Dueño de una carrera que se extendió durante más de siete décadas, Hockney construyó una obra caracterizada por el color, la experimentación y una permanente búsqueda de nuevas formas de representación. Desde los paisajes de Yorkshire hasta las piscinas californianas, pasando por retratos, collages fotográficos y trabajos realizados en iPad, el artista supo reinventarse constantemente sin perder su identidad.
Figura clave del arte pop británico de los años 60, desarrolló un lenguaje propio influenciado por maestros del Renacimiento, J. M. W. Turner, Pablo Picasso y el pop art estadounidense. Su capacidad para plasmar en sus trazos y colores la luz, el espacio y la vida cotidiana lo convirtió en uno de los artistas más valorados de su tiempo.
A continuación recopilamos cinco obras esenciales de David Hockney.
Retrato de un artista (Piscina con dos figuras)
Considerada su obra más célebre, muestra a un hombre nadando bajo el agua mientras otro lo observa desde el borde de la pileta. La pintura sintetiza varios de los temas recurrentes en la obra de Hockney: el paisaje californiano, la representación del agua, la tensión emocional entre las figuras y una composición de gran sofisticación visual. En 2018 se convirtió en una de las obras más caras jamás vendidas por un artista vivo al alcanzar los 90 millones de dólares en una subasta.

La salpicadura
Una de las imágenes más reconocibles del arte del siglo XX. La obra captura el instante posterior a un zambullido en una pileta. En ella no se ve al nadador, que ya desapareció bajo el agua, sino que lo único que se muestra de ese chapuzón es, justamente, la explosión de la salpicadura.

Sr y Sra Clark y Percy
Este retrato doble es considerado una de las grandes obras de la pintura británica moderna. Representa al diseñador Ossie Clark y a la diseñadora textil Celia Birtwell junto a su gato, llamado Percy.

Mis padres
En este retrato familiar, Hockney representa a sus padres con una sensibilidad alejada de los excesos del pop art. La pintura combina intimidad y precisión técnica para construir una imagen delicada y profundamente humana, considerada una de las obras más emotivas de toda su producción.

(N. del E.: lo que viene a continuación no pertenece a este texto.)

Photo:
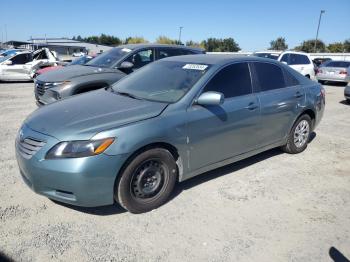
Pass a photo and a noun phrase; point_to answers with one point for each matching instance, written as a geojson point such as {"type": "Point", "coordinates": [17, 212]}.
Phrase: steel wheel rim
{"type": "Point", "coordinates": [301, 133]}
{"type": "Point", "coordinates": [148, 179]}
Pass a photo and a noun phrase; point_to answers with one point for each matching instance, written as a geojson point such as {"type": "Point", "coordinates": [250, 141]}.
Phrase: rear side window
{"type": "Point", "coordinates": [337, 64]}
{"type": "Point", "coordinates": [233, 80]}
{"type": "Point", "coordinates": [20, 59]}
{"type": "Point", "coordinates": [269, 76]}
{"type": "Point", "coordinates": [290, 79]}
{"type": "Point", "coordinates": [295, 59]}
{"type": "Point", "coordinates": [285, 58]}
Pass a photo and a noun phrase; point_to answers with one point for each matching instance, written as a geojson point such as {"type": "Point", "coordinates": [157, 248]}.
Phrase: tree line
{"type": "Point", "coordinates": [309, 46]}
{"type": "Point", "coordinates": [220, 44]}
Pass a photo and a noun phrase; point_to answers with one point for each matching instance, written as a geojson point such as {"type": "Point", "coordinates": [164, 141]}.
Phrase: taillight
{"type": "Point", "coordinates": [323, 92]}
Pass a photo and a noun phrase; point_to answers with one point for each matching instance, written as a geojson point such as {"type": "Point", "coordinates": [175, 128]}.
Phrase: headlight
{"type": "Point", "coordinates": [83, 148]}
{"type": "Point", "coordinates": [54, 84]}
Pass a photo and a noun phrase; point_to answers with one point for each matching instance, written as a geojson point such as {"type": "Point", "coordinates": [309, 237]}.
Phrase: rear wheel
{"type": "Point", "coordinates": [299, 136]}
{"type": "Point", "coordinates": [147, 181]}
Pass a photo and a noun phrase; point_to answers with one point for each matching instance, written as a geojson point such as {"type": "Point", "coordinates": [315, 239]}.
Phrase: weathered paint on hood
{"type": "Point", "coordinates": [83, 116]}
{"type": "Point", "coordinates": [70, 72]}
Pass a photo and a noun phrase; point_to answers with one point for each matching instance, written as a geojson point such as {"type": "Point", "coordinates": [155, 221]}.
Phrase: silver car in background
{"type": "Point", "coordinates": [337, 71]}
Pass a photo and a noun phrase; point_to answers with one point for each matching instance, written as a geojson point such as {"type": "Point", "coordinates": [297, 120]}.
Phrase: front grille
{"type": "Point", "coordinates": [40, 87]}
{"type": "Point", "coordinates": [29, 146]}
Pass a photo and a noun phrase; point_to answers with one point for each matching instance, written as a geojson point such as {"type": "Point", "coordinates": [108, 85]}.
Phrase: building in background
{"type": "Point", "coordinates": [65, 47]}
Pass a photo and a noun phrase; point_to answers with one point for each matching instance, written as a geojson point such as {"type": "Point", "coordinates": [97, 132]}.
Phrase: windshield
{"type": "Point", "coordinates": [267, 55]}
{"type": "Point", "coordinates": [81, 60]}
{"type": "Point", "coordinates": [2, 59]}
{"type": "Point", "coordinates": [109, 58]}
{"type": "Point", "coordinates": [164, 81]}
{"type": "Point", "coordinates": [336, 64]}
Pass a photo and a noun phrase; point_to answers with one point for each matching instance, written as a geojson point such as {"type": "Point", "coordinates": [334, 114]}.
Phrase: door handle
{"type": "Point", "coordinates": [251, 106]}
{"type": "Point", "coordinates": [298, 94]}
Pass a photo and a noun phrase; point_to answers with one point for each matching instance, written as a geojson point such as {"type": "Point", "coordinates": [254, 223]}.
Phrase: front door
{"type": "Point", "coordinates": [220, 132]}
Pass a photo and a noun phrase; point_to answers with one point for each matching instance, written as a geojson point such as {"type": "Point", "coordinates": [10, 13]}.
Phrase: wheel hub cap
{"type": "Point", "coordinates": [148, 179]}
{"type": "Point", "coordinates": [301, 133]}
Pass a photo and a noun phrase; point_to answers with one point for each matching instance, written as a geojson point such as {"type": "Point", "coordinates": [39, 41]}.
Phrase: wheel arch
{"type": "Point", "coordinates": [164, 145]}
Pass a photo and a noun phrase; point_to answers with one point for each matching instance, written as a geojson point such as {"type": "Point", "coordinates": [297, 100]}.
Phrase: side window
{"type": "Point", "coordinates": [285, 58]}
{"type": "Point", "coordinates": [233, 80]}
{"type": "Point", "coordinates": [167, 52]}
{"type": "Point", "coordinates": [20, 59]}
{"type": "Point", "coordinates": [298, 59]}
{"type": "Point", "coordinates": [186, 52]}
{"type": "Point", "coordinates": [303, 60]}
{"type": "Point", "coordinates": [141, 58]}
{"type": "Point", "coordinates": [290, 79]}
{"type": "Point", "coordinates": [270, 76]}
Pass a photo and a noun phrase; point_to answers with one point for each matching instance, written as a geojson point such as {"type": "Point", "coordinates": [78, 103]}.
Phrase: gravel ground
{"type": "Point", "coordinates": [271, 207]}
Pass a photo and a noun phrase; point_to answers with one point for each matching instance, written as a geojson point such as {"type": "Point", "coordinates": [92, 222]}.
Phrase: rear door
{"type": "Point", "coordinates": [17, 70]}
{"type": "Point", "coordinates": [220, 132]}
{"type": "Point", "coordinates": [281, 100]}
{"type": "Point", "coordinates": [301, 63]}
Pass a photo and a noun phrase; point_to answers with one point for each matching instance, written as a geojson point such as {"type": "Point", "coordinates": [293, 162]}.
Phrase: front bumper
{"type": "Point", "coordinates": [347, 92]}
{"type": "Point", "coordinates": [85, 181]}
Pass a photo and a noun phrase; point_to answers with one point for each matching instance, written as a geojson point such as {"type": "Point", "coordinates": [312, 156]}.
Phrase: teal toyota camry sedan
{"type": "Point", "coordinates": [167, 122]}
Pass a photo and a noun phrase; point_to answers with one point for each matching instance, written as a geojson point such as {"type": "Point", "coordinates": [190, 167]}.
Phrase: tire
{"type": "Point", "coordinates": [299, 135]}
{"type": "Point", "coordinates": [147, 181]}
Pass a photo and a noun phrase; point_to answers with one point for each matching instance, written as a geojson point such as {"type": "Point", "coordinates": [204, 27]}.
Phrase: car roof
{"type": "Point", "coordinates": [216, 59]}
{"type": "Point", "coordinates": [145, 45]}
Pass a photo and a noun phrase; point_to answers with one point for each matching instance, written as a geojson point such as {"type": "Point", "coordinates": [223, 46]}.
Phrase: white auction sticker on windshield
{"type": "Point", "coordinates": [127, 50]}
{"type": "Point", "coordinates": [195, 67]}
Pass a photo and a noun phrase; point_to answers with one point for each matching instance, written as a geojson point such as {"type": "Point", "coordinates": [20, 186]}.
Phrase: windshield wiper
{"type": "Point", "coordinates": [127, 94]}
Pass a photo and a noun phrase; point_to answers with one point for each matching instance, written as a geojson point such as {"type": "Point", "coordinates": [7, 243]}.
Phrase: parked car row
{"type": "Point", "coordinates": [167, 114]}
{"type": "Point", "coordinates": [102, 71]}
{"type": "Point", "coordinates": [299, 61]}
{"type": "Point", "coordinates": [19, 65]}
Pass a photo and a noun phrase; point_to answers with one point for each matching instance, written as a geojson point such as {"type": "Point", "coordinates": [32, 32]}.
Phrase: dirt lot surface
{"type": "Point", "coordinates": [271, 207]}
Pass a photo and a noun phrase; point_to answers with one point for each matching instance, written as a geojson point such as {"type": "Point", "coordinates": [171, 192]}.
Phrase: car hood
{"type": "Point", "coordinates": [82, 116]}
{"type": "Point", "coordinates": [72, 71]}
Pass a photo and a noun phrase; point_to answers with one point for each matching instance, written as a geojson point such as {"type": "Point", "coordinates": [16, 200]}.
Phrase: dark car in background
{"type": "Point", "coordinates": [102, 71]}
{"type": "Point", "coordinates": [334, 71]}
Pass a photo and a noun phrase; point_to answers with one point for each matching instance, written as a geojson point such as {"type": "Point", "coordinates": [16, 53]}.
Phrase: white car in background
{"type": "Point", "coordinates": [299, 61]}
{"type": "Point", "coordinates": [22, 66]}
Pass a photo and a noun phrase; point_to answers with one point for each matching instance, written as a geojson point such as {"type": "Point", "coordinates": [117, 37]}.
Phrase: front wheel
{"type": "Point", "coordinates": [299, 136]}
{"type": "Point", "coordinates": [147, 181]}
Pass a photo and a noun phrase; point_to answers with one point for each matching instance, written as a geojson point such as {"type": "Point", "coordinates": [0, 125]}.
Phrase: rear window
{"type": "Point", "coordinates": [270, 76]}
{"type": "Point", "coordinates": [337, 64]}
{"type": "Point", "coordinates": [267, 55]}
{"type": "Point", "coordinates": [295, 59]}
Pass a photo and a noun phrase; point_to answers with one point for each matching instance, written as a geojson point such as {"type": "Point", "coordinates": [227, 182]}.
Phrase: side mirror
{"type": "Point", "coordinates": [210, 98]}
{"type": "Point", "coordinates": [126, 65]}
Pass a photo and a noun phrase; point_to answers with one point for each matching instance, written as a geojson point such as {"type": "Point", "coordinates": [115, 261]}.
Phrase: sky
{"type": "Point", "coordinates": [251, 23]}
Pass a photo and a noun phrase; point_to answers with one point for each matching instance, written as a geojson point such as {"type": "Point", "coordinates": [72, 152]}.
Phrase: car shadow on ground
{"type": "Point", "coordinates": [337, 256]}
{"type": "Point", "coordinates": [98, 211]}
{"type": "Point", "coordinates": [228, 169]}
{"type": "Point", "coordinates": [188, 184]}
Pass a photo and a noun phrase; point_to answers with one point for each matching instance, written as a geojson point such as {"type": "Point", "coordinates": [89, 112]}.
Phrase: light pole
{"type": "Point", "coordinates": [180, 30]}
{"type": "Point", "coordinates": [318, 28]}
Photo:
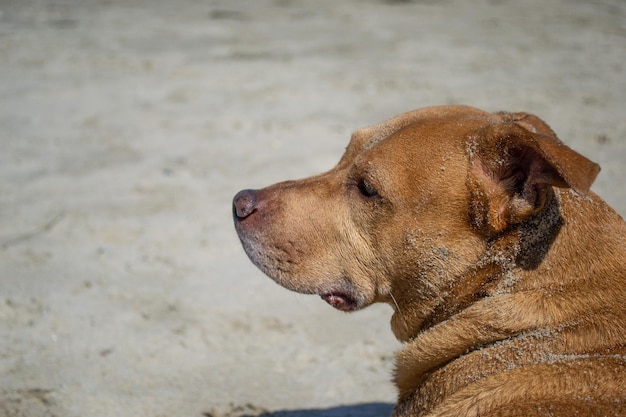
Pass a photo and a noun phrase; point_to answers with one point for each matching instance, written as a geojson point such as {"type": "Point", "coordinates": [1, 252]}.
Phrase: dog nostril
{"type": "Point", "coordinates": [244, 204]}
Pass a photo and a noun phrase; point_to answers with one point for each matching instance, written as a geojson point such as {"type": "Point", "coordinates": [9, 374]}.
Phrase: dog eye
{"type": "Point", "coordinates": [367, 189]}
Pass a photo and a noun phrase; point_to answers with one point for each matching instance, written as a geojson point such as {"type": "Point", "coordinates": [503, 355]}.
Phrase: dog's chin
{"type": "Point", "coordinates": [341, 301]}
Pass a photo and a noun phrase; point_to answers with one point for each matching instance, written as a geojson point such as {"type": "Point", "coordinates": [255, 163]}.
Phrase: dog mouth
{"type": "Point", "coordinates": [341, 301]}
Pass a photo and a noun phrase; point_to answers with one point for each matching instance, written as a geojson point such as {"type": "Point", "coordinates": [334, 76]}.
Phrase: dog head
{"type": "Point", "coordinates": [409, 208]}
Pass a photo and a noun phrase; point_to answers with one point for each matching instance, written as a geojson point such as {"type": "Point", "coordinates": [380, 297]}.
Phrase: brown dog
{"type": "Point", "coordinates": [506, 275]}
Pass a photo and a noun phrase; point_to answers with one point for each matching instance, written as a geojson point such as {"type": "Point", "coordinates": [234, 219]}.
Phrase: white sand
{"type": "Point", "coordinates": [127, 126]}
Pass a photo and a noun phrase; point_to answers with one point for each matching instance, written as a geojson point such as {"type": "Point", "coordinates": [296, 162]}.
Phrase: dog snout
{"type": "Point", "coordinates": [244, 204]}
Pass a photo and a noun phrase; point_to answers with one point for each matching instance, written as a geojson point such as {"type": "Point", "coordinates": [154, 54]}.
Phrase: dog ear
{"type": "Point", "coordinates": [513, 167]}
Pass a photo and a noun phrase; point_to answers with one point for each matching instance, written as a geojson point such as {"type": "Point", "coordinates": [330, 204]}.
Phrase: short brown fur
{"type": "Point", "coordinates": [507, 276]}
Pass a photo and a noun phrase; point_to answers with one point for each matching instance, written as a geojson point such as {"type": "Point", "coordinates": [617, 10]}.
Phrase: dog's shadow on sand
{"type": "Point", "coordinates": [357, 410]}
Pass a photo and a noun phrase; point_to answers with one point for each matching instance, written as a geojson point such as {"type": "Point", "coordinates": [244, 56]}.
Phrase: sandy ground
{"type": "Point", "coordinates": [126, 127]}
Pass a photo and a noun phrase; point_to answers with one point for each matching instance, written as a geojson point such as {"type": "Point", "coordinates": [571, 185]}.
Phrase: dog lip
{"type": "Point", "coordinates": [340, 300]}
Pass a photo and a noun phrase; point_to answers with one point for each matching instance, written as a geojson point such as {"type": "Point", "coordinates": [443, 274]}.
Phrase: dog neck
{"type": "Point", "coordinates": [453, 327]}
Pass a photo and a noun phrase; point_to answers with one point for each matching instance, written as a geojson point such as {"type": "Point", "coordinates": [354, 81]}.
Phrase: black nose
{"type": "Point", "coordinates": [244, 204]}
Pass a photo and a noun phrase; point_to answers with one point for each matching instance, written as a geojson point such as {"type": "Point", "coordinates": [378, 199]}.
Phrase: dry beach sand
{"type": "Point", "coordinates": [127, 126]}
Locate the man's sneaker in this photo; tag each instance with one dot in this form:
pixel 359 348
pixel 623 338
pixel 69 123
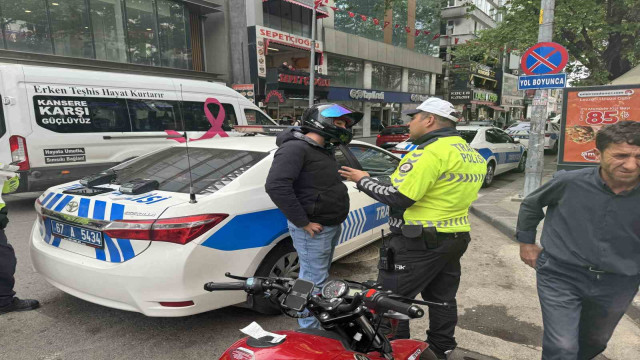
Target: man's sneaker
pixel 20 305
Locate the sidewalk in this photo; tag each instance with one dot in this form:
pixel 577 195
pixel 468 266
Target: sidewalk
pixel 498 206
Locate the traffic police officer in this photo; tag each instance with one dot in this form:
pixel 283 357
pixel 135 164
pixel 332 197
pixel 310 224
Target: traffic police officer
pixel 429 195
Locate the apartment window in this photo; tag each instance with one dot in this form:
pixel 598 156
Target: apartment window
pixel 386 77
pixel 288 17
pixel 419 82
pixel 148 32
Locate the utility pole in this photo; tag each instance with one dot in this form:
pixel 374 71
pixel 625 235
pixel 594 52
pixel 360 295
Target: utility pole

Christopher Isherwood y Don Bachardy
Este retrato de la pareja formada por el escritor Christopher Isherwood y el artista Don Bachardy refleja una de las facetas más destacadas de Hockney como observador de los vínculos humanos. Con una puesta en escena aparentemente sencilla, la obra transmite cercanía, complicidad y una notable profundidad emocional.